Potholes are apparently twice as plentiful in the District of Columbia this month as they were in January of last year. They are twice as abundant, that is, according to the method by which Stanley S. Ather counts potholes.

After, a street maintenance engineer for the D.C. government currently specializing in potholes, measures potholes by the amount of asphalt it takes to patch them. This month, the city has already used about 1,000 tons of asphalt to fill its potholes. After noted yesterday. In January 1977 only about 500 tons of asphalt was needed.

After is not the only pothole authority to have observed an upsurge. M. Slade Caltrider, who watches over state highways in the Maryland suburbs, said yesterday that potholes have been at least twice severe this winter as last. The National Park Service has also found considerably more potholes on Rock Creek Parkway and George Washington Memorial Parkway than a year ago, a spokesman said.

The primary explanation given by pothole authorities for this month's proliferation of potholes is meteorological: a recurring pattern of freezing temperatures followed by thaws.
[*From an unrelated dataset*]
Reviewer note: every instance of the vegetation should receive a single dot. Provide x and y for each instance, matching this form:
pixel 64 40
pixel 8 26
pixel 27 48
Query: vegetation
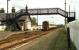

Such cycles churn up the pavement, they say, leaving potholes. An additional cause of the pothole phenomenon, they note, has been this winder's unusually moist air.

"It's probably as bad as I've seen if for 10 or 12 years," D.C. engineer Ather remarked, noting that pothole repairs may cost the city government $100,000 more this year. "We've got more than we need right now."

The Whitehurst Freeway was reported to be among the District's most pothole-pitted stretches - a "disaster," After called it. But other thoroughfares, he added, also suffer from large and numerous potholes, including Canal Road between Key and Chain bridges, the 14th Street Bridge's southbound span, Kenilworth Avenue north of Pennsylvania Avenue, New York Avenue east of Bladesburg Road, Blandensburg Road north of New York Avenue, East Capitol Street east of Benning Road and Western Avenue between Connecticut and Wisconsin avenues.

In the Maryland suburbs, according to Caltrider, potholes have posed problems on a number of bridges, such as Woodrow Wilson Bridge, and one some of the older, concrete roadways, such as New Hampshire Avenue near White Oak.

In Northern Virginia, highway engineer Don E. Keith cautioned, however, that counting potholes is risky before spring. "We had roads that completely disintegrated during the spring of last year when it thawed," Keith said. Then he added, "I would predict that this is going to be a bad pothole year."